Menu
Libération
Récit

Wilco, grandeur country

Après maints revirements esthétiques, le groupe d’americana arty emmené par l’opiniâtre Jeff Tweedy avance en toute liberté et offre en ligne son dernier album «Star Wars».
par Olivier Lamm
publié le 2 août 2015 à 17h16

L'histoire de Wilco se raconte le mieux comme un long chemin vers l'émancipation. Ou plutôt, elle se lit clairement comme une suite d'émancipations cruciales et captivantes, toutes branchées sur les convulsions d'humeur du leader du groupe, Jeff Tweedy. Aux premiers jours, il s'agissait pour ce dernier de s'échapper du poids d'Uncle Tupelo et de l'alternative country, monstre façonné au cœur du moment le plus bouillonnant du rock alternatif américain - la fin des années 80 - à partir des oripeaux du punk le plus vif et de la country la plus politisée. Puis il fallut se dépêtrer de l'honky tonk pop gluante d'AM (1995), premier album en forme de déclaration d'intention ratée dont le succès dément dans le réseau des universités Wasp continue de hanter le groupe vingt ans après, partout où il joue et où se cachent des expats traumatisés par le college rock de leur jeunesse.
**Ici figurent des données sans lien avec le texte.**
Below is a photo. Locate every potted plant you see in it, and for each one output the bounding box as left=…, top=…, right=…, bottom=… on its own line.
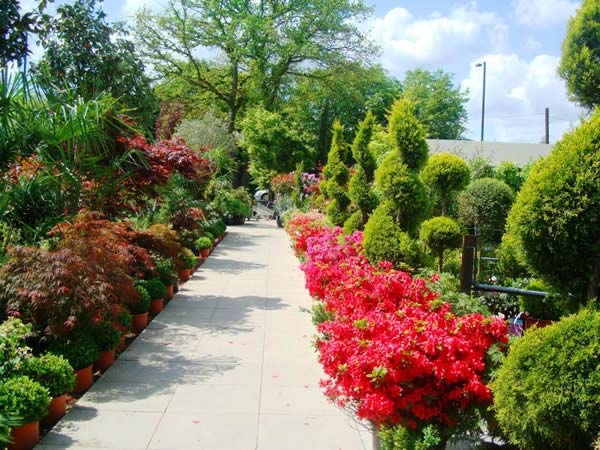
left=111, top=305, right=132, bottom=351
left=136, top=279, right=167, bottom=315
left=0, top=376, right=50, bottom=450
left=195, top=236, right=212, bottom=259
left=91, top=322, right=122, bottom=372
left=130, top=285, right=151, bottom=333
left=176, top=248, right=196, bottom=282
left=47, top=334, right=99, bottom=394
left=21, top=354, right=75, bottom=425
left=153, top=254, right=176, bottom=300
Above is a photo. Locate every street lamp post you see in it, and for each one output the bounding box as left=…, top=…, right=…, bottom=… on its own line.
left=475, top=61, right=486, bottom=142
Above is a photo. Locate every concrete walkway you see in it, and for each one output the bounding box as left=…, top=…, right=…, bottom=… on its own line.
left=38, top=221, right=371, bottom=450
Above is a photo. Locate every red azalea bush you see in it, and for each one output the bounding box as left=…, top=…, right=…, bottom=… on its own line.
left=287, top=212, right=508, bottom=431
left=284, top=211, right=329, bottom=258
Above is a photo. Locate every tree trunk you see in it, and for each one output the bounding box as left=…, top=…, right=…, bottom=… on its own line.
left=588, top=256, right=600, bottom=300
left=441, top=192, right=447, bottom=216
left=227, top=60, right=240, bottom=134
left=317, top=99, right=331, bottom=166
left=438, top=251, right=444, bottom=273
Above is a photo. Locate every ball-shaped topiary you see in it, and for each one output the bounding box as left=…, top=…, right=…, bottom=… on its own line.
left=420, top=216, right=463, bottom=272
left=363, top=202, right=426, bottom=271
left=457, top=178, right=514, bottom=243
left=421, top=153, right=470, bottom=216
left=503, top=111, right=600, bottom=300
left=195, top=236, right=213, bottom=250
left=21, top=353, right=75, bottom=397
left=136, top=279, right=166, bottom=301
left=375, top=154, right=428, bottom=235
left=47, top=333, right=99, bottom=371
left=91, top=321, right=122, bottom=352
left=493, top=308, right=600, bottom=449
left=131, top=285, right=151, bottom=314
left=388, top=98, right=429, bottom=172
left=0, top=376, right=50, bottom=424
left=177, top=247, right=197, bottom=270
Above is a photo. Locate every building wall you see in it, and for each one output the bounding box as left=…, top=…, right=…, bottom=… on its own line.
left=426, top=139, right=554, bottom=166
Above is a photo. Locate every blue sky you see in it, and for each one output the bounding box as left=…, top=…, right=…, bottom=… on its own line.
left=25, top=0, right=582, bottom=143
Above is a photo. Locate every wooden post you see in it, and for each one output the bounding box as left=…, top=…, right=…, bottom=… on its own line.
left=460, top=235, right=477, bottom=293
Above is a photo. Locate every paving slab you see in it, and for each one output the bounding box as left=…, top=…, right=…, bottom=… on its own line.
left=37, top=221, right=369, bottom=450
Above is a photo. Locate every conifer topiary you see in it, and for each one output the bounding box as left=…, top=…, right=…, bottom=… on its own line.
left=320, top=120, right=351, bottom=226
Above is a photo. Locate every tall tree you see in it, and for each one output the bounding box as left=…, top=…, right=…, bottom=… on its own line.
left=1, top=0, right=48, bottom=68
left=559, top=0, right=600, bottom=110
left=134, top=0, right=374, bottom=133
left=34, top=0, right=158, bottom=133
left=402, top=69, right=468, bottom=140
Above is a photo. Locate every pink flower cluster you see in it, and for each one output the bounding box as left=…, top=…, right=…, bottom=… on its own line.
left=287, top=212, right=508, bottom=429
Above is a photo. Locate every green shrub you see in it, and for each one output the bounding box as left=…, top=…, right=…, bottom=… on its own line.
left=457, top=178, right=514, bottom=243
left=347, top=166, right=377, bottom=231
left=214, top=188, right=252, bottom=218
left=493, top=308, right=600, bottom=449
left=130, top=284, right=151, bottom=314
left=496, top=232, right=529, bottom=279
left=21, top=353, right=75, bottom=397
left=177, top=247, right=197, bottom=269
left=178, top=228, right=202, bottom=251
left=379, top=424, right=442, bottom=450
left=0, top=376, right=50, bottom=424
left=495, top=161, right=525, bottom=193
left=469, top=155, right=495, bottom=180
left=195, top=236, right=213, bottom=250
left=91, top=321, right=121, bottom=352
left=421, top=153, right=470, bottom=216
left=375, top=154, right=428, bottom=235
left=519, top=279, right=564, bottom=321
left=136, top=279, right=166, bottom=301
left=152, top=253, right=176, bottom=286
left=47, top=333, right=99, bottom=371
left=321, top=120, right=351, bottom=226
left=342, top=210, right=363, bottom=235
left=0, top=318, right=33, bottom=377
left=503, top=111, right=600, bottom=300
left=388, top=99, right=428, bottom=172
left=117, top=308, right=132, bottom=331
left=363, top=202, right=426, bottom=271
left=0, top=413, right=20, bottom=444
left=420, top=216, right=463, bottom=272
left=351, top=111, right=376, bottom=182
left=204, top=231, right=215, bottom=243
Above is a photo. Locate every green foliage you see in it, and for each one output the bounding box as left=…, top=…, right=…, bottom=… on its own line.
left=402, top=69, right=469, bottom=140
left=519, top=279, right=564, bottom=321
left=34, top=0, right=158, bottom=132
left=493, top=308, right=600, bottom=449
left=242, top=107, right=314, bottom=180
left=379, top=424, right=443, bottom=450
left=363, top=202, right=426, bottom=271
left=495, top=161, right=525, bottom=193
left=421, top=153, right=470, bottom=216
left=347, top=166, right=377, bottom=231
left=423, top=271, right=491, bottom=317
left=91, top=321, right=121, bottom=352
left=559, top=0, right=600, bottom=109
left=195, top=236, right=213, bottom=250
left=342, top=210, right=363, bottom=235
left=214, top=187, right=253, bottom=218
left=369, top=124, right=392, bottom=164
left=310, top=301, right=333, bottom=327
left=152, top=253, right=176, bottom=286
left=469, top=156, right=496, bottom=180
left=497, top=232, right=530, bottom=279
left=351, top=111, right=376, bottom=182
left=47, top=333, right=98, bottom=370
left=420, top=217, right=463, bottom=272
left=0, top=318, right=32, bottom=378
left=375, top=153, right=428, bottom=235
left=0, top=0, right=48, bottom=66
left=321, top=121, right=351, bottom=225
left=0, top=412, right=20, bottom=444
left=177, top=248, right=197, bottom=270
left=136, top=279, right=166, bottom=301
left=21, top=353, right=75, bottom=397
left=131, top=285, right=151, bottom=314
left=457, top=178, right=514, bottom=243
left=117, top=309, right=132, bottom=331
left=387, top=99, right=429, bottom=172
left=503, top=112, right=600, bottom=300
left=0, top=376, right=50, bottom=424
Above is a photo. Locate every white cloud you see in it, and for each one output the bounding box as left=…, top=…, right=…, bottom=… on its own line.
left=461, top=54, right=583, bottom=143
left=123, top=0, right=162, bottom=18
left=369, top=4, right=508, bottom=76
left=513, top=0, right=580, bottom=27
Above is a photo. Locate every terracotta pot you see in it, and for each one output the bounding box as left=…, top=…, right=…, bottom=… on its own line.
left=8, top=421, right=39, bottom=450
left=200, top=248, right=210, bottom=259
left=165, top=284, right=174, bottom=300
left=150, top=298, right=164, bottom=315
left=73, top=365, right=93, bottom=394
left=178, top=269, right=191, bottom=282
left=131, top=312, right=149, bottom=334
left=42, top=394, right=67, bottom=426
left=94, top=349, right=116, bottom=373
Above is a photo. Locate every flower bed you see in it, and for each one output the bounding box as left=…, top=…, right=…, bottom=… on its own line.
left=286, top=211, right=508, bottom=437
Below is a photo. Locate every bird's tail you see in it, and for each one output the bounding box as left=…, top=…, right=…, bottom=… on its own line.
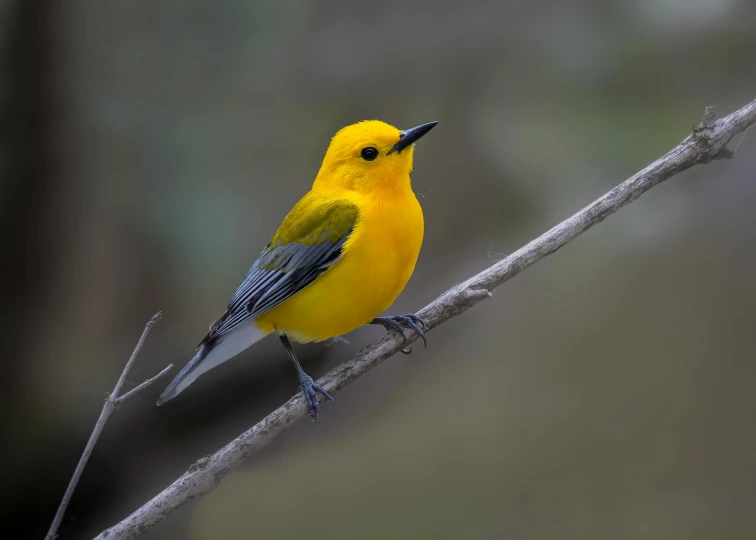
left=157, top=323, right=268, bottom=405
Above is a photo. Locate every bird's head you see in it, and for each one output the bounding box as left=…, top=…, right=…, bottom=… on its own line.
left=314, top=120, right=438, bottom=193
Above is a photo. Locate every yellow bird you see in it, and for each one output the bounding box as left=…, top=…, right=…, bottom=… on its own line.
left=158, top=120, right=437, bottom=419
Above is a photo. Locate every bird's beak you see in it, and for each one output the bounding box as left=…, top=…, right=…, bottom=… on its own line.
left=388, top=121, right=439, bottom=154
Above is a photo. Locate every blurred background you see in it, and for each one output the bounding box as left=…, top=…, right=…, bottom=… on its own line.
left=3, top=0, right=756, bottom=538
La déclaration d'amour au boucan en liberté de Sonic Youth sur l'ouverture grandiose du deuxième CD de Being There (1996) sonnait alors bien plus qu'un reniement : le véritable acte de naissance d'un groupe majeur et unique dans le paysage décharné de l'americana arty, qui continuait à battre les cartes de la trinité Neil Young-Dylan-Springsteen quand les producteurs bedonnants de la superstar Garth Brooks semblaient avoir gagné pour de bon la partie.

Puis après la paisible parenthèse socialiste folk Mermaid Avenue, où il s'agissait de mettre en musique des textes inédits de Woody Guthrie main dans la main avec le working class hero Billy Bragg, Summerteeth (1999) fut perçu comme une nouvelle apostasie : une cathédrale pop à trompettes, enluminée de chœurs à la Beach Boys qui semblait à tel point contre-nature aux oreilles des critiques qu'on le désigne volontiers comme le Pet Sounds de Jeff Tweedy.

Pré carré d’indépendance

Enfin, il y eut, si l'on nous autorise à creuser encore le parallèle un peu fumeux entre Tweedy le têtu et Brian Wilson l'illuminé, le moment Smile avec l'abracadabrant Yankee Hotel Foxtrot, «leaké» volontairement en 2002 sur Internet puis sur Nonesuch - label de Warner connu pour son soutien aux principaux artisans de la musique nouvelle comme Steve Reich, John Adams ou Philip Glass - après de longs mois de bras de fer avec un label qui refusait obstinément de le commercialiser.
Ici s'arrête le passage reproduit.